Amores Perros Alejandro Gonzalez Iñarritu

Amores Perros Alejandro Gonzalez Iñarritu
A highly successful advertising director, Alejandra Gonzalez Iñarritu certainly shows off his visual chops in this, his first feature. "Amores Perros" ("Love's a Bitch") opens with a high speed chase and devastating car crash at the intersection of several lives. Three stories then retrace the paths of the various characters to (and beyond) the shattering event. The stories seek to span the diversity of Mexico City's society: a supermodel, the operator of a dog-fighting ring, a derelict ex-professor-ex-guerrilla, the loutish young father who works the cash in one drug store when he isn't robbing others. Love and dogs run through each story line, and both receive a fair battering in the process.

Iñarritu was the subject of a puff profile in "The New York Times Magazine" last month, according to which "Amores Perros" heralded little less than the dawn of a new age in Latin American cinema. Such advance adulation clearly set some critics salivating in gleeful anticipation - of hailing the new hero or taking him down a few pegs. And indeed the reception in the States (where the film has been open a few weeks) has been polarised. Slick camera work, a non-linear narrative approach, and more than a little violence? Must be derivative of Tarantino! (And a background in advertising? Oh dear.) If this line is undeserved, so are the raves.
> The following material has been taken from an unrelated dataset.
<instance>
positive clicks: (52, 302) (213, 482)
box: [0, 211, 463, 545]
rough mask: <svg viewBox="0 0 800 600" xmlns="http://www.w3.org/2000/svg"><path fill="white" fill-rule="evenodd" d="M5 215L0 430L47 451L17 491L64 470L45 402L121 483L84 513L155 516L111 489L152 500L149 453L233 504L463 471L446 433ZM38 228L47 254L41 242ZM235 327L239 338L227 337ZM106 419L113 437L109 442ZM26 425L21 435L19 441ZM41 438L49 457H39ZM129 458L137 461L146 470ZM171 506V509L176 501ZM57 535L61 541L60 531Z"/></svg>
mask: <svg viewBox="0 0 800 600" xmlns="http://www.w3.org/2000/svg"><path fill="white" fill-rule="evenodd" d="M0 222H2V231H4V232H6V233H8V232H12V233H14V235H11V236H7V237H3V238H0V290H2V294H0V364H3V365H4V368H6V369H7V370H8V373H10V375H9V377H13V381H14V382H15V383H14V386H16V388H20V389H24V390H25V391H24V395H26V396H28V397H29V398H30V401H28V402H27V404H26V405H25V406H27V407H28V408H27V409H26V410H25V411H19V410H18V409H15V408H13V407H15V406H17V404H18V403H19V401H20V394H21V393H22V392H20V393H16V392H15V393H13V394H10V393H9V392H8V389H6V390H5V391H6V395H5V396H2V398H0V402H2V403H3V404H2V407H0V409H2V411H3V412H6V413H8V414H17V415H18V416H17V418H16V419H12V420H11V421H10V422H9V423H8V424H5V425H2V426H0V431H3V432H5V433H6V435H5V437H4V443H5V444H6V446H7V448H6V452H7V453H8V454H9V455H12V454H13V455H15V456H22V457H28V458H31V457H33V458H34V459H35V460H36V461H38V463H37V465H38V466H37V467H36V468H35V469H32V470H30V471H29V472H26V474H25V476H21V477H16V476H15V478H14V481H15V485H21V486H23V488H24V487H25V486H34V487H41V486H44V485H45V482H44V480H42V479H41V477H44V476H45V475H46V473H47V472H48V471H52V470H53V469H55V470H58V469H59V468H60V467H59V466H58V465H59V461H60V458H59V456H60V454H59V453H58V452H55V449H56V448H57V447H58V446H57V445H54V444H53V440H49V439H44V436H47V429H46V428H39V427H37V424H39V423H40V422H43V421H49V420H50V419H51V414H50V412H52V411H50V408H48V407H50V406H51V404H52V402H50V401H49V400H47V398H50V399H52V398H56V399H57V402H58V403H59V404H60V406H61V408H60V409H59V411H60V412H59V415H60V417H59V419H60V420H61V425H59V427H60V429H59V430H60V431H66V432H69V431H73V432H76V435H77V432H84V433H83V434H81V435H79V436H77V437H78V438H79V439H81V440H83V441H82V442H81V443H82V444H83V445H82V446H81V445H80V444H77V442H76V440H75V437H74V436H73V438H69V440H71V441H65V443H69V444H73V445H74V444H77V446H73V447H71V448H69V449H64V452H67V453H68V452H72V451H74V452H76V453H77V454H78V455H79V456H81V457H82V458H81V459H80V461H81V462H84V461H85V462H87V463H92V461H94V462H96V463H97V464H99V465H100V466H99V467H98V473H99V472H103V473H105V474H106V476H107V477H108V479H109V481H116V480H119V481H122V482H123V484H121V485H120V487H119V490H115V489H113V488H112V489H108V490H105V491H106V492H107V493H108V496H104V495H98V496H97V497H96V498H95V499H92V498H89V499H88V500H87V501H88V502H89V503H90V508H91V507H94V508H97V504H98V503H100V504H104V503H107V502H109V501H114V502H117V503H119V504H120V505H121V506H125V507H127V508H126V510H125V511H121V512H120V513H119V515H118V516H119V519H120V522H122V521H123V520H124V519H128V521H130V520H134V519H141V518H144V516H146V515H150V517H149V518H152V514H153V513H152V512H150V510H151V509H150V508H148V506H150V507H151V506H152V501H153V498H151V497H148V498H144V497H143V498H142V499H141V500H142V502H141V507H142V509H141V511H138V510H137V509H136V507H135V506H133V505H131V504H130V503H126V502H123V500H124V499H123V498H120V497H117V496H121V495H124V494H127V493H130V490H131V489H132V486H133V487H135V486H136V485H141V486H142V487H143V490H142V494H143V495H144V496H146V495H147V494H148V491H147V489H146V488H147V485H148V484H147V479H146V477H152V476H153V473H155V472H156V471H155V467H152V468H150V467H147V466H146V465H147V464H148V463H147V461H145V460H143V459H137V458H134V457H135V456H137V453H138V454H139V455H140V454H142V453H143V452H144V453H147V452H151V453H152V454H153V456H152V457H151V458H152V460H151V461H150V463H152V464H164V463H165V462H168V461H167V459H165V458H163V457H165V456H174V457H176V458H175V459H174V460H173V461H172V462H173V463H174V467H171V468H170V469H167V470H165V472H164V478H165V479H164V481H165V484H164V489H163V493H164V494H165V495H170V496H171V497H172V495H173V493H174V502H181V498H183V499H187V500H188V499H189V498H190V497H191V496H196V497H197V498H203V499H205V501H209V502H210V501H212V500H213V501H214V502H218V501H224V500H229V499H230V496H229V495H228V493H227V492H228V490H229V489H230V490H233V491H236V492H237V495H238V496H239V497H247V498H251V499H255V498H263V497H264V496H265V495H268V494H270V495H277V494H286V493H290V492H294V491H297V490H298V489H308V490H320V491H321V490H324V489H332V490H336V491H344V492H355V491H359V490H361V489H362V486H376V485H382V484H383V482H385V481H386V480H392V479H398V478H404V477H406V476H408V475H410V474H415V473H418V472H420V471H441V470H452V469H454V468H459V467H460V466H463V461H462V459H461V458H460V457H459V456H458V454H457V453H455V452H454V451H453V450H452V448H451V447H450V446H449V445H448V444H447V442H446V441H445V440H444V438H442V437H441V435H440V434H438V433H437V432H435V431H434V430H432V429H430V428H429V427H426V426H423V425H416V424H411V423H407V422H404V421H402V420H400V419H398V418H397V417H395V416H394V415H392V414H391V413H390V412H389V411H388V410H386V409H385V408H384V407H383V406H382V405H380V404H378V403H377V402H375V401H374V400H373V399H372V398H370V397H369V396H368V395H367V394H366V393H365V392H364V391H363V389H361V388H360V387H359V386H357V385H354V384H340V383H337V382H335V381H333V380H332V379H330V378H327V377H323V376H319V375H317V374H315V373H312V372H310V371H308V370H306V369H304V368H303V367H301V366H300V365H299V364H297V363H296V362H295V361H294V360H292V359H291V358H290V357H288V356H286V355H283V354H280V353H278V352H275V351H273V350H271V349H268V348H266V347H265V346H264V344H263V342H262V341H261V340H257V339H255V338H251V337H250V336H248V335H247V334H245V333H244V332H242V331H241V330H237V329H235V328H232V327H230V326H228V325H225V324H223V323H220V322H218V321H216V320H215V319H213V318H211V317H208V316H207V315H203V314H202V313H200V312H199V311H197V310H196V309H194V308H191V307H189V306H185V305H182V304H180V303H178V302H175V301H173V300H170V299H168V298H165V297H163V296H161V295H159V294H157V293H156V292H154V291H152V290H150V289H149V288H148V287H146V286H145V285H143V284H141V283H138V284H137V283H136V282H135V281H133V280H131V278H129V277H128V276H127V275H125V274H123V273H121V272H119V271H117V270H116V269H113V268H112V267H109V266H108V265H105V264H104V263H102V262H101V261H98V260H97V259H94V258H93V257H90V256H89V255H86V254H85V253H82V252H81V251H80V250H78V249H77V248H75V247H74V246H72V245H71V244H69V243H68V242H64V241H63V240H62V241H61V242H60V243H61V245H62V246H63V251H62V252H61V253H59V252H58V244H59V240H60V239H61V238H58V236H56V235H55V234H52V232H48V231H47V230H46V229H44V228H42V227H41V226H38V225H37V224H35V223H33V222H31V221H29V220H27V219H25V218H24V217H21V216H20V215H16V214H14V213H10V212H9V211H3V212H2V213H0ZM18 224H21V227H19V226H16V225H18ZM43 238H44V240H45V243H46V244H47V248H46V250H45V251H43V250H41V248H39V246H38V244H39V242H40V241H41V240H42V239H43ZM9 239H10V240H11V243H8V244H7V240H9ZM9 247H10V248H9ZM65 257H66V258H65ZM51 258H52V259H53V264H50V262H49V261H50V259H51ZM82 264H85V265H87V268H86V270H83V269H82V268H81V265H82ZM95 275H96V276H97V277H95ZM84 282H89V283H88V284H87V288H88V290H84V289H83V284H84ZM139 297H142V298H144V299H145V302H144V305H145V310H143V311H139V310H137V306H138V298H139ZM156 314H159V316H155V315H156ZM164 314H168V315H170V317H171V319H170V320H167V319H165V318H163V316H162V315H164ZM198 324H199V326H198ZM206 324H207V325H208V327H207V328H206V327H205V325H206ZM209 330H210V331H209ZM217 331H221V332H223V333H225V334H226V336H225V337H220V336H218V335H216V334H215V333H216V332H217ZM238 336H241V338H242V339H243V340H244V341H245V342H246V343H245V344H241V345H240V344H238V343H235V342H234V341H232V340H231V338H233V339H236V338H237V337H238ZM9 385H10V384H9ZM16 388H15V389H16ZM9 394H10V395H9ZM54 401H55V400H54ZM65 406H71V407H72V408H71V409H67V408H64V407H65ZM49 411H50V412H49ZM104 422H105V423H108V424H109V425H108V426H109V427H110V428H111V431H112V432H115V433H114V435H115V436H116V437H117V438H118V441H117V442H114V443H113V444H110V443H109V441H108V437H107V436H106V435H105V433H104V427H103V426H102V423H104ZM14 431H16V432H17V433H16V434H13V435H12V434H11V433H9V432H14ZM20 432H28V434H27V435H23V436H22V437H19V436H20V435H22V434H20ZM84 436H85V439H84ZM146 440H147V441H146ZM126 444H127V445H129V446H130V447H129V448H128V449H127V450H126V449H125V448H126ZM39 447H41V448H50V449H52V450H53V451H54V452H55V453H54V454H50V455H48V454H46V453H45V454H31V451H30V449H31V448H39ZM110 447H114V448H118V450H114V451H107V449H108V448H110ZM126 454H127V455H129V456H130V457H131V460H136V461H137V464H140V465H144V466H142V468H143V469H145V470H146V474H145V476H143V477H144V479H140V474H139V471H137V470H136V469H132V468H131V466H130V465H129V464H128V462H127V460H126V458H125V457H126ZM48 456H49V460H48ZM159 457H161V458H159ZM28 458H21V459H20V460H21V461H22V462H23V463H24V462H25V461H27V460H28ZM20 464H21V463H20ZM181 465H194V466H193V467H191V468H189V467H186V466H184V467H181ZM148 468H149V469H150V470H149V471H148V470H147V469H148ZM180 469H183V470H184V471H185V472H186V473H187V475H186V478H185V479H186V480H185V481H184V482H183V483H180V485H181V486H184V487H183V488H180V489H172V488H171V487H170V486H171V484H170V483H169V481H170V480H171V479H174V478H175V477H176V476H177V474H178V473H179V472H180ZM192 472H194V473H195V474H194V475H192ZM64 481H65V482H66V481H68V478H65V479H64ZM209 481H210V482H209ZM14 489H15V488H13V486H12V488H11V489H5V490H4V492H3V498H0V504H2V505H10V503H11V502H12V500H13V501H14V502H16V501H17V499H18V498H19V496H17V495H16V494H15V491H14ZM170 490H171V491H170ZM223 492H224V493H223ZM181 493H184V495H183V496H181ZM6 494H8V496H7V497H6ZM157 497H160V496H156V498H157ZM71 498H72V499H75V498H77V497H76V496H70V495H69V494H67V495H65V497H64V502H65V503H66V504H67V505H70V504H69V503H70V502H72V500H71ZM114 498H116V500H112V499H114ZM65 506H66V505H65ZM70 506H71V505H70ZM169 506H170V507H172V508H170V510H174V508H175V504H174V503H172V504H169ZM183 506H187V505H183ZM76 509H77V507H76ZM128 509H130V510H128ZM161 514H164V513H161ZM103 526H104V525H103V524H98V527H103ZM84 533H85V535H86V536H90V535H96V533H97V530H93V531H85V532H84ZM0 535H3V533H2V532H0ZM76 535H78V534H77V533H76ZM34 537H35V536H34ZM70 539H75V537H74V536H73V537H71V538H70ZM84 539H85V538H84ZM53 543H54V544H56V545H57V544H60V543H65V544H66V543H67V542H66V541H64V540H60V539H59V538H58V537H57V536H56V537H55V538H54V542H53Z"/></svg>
Iñarritu and writer Guillermo Arriage Jordan (and indeed, most of the dogs in the film) have more on their minds than, say, Guy Ritchie. "Amores Perros" is neither glib nor exploitative – though, in the context of its makers' agenda, it comes off as unfulfilled if not shallow.

The pacing of the film is erratic – the second story in particular seems to suck all the energy out of the picture – but its disappointments are chiefly intellectual. The director professes a desire to present a portrait of contemporary Mexico City in its sociological complexity, perhaps as an organism itself (he refers to the place as an anthropological experiment in extreme living conditions). This is an eminently laudable goal, especially given how various locales are stereotyped in our cinemas, both in Hollywood's depiction of them, or via the foreign films that make it into distribution. Consider, for example, how in the past decade films such as "Hate" or "The Dreamlife of Angels" have enriched a French cinema dominated for too long by period pieces or bourgeois bed-hopping, thereby giving North American art house audiences a few more windows into the social fissures shaping modern France. Such perspectives are surely needed on Latin America: if there's more to the region than drugs and dumbed-down Magic Realism, we (usually) aren't seeing it in the theatres.

But for all its good intentions (some might say pretensions), "Amores Perros" only skims the surface of its setting, another lopsided contest in style v. substance. Strangely, one doesn't leave it with a definite sense of place (in contrast, say, to John Sayles's superb, almost novelistic, evocation of corrupt urban New Jersey in "City of Hope"). Yet for all that the film doesn't live up to the expectations generated by its buzz, it ought to be seen: NAFTA hasn't done much to heighten Mexico's place on our cultural map, and, as we contemplate re-colonising the rest of the Americas in our happy free trade orbit, the least we can do is take every opportunity to consider the work coming from the South.